Examining all of Scott's best-known books as well as many less familiar works, this critical biography offers a lively and provocative reassessment of the writer who was often considered "the greatest single imaginative genius of the nineteenth century." A.N. Wilson shows how Scott combined his life as a prolific novelist, poet, biographer, historian, and anthologist with that of a lawyer, landowner, border farmer, part-time soldier and paterfamilias . He also discusses the general indifference that has surrounded Scott in this century and reveals the distortions of his Victorian idolators, recapturing the freshness of Scott as he appeared to his contemporaries.

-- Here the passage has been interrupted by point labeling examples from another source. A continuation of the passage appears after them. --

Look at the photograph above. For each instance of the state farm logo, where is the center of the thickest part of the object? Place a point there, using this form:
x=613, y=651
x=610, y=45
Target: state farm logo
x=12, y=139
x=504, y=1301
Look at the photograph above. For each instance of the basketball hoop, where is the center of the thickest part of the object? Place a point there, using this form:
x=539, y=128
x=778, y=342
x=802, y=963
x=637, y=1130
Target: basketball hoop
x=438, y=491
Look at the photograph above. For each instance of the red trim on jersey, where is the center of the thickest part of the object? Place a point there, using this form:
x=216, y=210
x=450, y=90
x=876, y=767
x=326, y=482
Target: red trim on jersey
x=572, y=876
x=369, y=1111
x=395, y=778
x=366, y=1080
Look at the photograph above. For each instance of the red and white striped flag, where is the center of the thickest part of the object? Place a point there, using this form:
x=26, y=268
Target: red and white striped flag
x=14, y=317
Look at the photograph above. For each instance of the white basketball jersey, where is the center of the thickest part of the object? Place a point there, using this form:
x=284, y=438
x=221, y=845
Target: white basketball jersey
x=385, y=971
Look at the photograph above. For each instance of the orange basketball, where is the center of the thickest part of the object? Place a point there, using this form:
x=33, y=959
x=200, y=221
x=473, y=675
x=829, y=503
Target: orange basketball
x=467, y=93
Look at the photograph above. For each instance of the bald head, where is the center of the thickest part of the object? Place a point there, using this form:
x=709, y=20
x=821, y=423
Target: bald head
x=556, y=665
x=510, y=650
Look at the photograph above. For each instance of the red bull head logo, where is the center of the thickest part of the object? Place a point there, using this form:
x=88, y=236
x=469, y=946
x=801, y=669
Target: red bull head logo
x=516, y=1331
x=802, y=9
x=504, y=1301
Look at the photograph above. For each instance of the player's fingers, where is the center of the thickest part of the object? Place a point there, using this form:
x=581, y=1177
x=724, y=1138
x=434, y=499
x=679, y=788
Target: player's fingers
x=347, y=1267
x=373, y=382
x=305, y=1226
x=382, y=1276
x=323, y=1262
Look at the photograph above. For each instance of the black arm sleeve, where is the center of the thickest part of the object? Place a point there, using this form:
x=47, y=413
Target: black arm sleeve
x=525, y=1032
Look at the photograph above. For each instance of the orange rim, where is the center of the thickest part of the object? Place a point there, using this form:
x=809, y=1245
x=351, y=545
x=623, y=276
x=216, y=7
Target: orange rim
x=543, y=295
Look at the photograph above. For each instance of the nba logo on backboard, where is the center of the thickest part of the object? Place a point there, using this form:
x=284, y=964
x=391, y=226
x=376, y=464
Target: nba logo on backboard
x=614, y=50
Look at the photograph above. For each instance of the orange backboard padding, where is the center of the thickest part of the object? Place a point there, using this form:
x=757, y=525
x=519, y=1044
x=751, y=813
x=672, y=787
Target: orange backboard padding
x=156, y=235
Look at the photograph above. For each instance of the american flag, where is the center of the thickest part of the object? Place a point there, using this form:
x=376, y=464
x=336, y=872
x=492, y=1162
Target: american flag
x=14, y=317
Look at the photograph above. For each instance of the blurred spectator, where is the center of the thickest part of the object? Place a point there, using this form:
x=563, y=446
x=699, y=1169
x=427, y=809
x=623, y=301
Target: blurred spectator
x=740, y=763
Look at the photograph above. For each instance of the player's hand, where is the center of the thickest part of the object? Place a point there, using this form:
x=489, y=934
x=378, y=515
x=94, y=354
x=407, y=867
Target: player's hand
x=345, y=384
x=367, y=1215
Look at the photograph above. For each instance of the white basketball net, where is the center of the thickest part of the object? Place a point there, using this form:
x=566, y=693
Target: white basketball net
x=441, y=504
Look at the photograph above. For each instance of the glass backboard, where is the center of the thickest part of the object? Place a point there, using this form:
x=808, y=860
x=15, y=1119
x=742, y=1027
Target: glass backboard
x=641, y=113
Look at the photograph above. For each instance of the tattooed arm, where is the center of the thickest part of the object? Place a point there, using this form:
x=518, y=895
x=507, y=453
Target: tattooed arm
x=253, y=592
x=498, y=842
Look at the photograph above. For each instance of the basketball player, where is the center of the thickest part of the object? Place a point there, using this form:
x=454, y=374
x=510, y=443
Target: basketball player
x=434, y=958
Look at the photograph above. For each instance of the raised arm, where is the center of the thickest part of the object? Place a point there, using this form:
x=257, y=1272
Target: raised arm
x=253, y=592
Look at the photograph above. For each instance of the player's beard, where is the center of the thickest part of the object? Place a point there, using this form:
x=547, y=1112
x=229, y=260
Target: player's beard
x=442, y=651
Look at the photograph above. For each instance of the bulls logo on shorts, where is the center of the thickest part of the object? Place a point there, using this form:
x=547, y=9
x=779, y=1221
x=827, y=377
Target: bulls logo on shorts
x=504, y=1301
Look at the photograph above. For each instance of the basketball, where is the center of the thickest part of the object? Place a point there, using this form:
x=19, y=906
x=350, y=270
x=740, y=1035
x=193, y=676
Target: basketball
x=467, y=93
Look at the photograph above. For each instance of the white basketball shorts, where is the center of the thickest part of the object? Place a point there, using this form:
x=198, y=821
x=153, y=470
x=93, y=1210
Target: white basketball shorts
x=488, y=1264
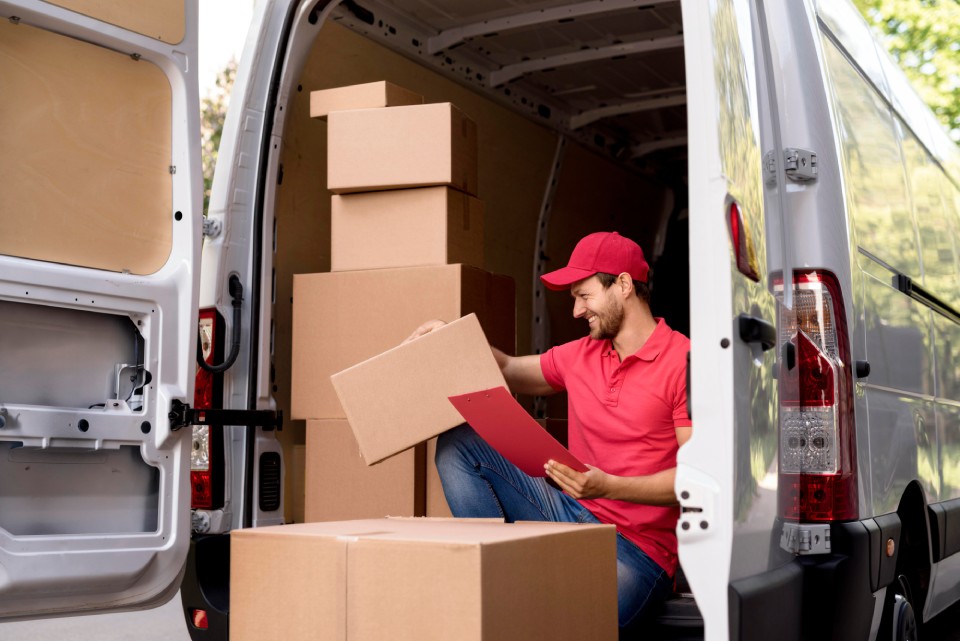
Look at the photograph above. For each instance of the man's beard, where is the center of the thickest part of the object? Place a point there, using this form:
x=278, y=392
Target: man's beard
x=609, y=321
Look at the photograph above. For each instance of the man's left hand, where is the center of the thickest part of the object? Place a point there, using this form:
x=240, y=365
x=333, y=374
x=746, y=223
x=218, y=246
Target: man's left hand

Andrew Norman Wilson is an English writer and newspaper columnist, known for his critical biographies, novels, works of popular history and religious views. He is an occasional columnist for the Daily Mail and former columnist for the London Evening Standard, and has been an occasional contributor to the Times Literary Supplement, New Statesman, The Spectator and The Observer.
My copy says on the back that this is a winner of the John Llewelyn Rhys Prize. So what is that bung awarded for? The least relevant title to what the book is actually about? 'Cos goodreads may have it listed as 'A View' of Sir Walter Scott, but the cover of my edition is as illustrated and vaunts itself as 'A Life'.
In his introduction, A.N.Wilson admits that this is a self-indulgent book, written by someone who loves Scott’s work and wanted a good excuse to re-read it all. I naively thought that if a book has A Life as part of the title, it would be a biography that I was getting. No, it is a critical study of his work, with odd bits of biography here and there that assume you know all this stuff already, and are happy to allow Mr Wilson to make assumptions about Scott’s state of mind from what he was writing. Not for me.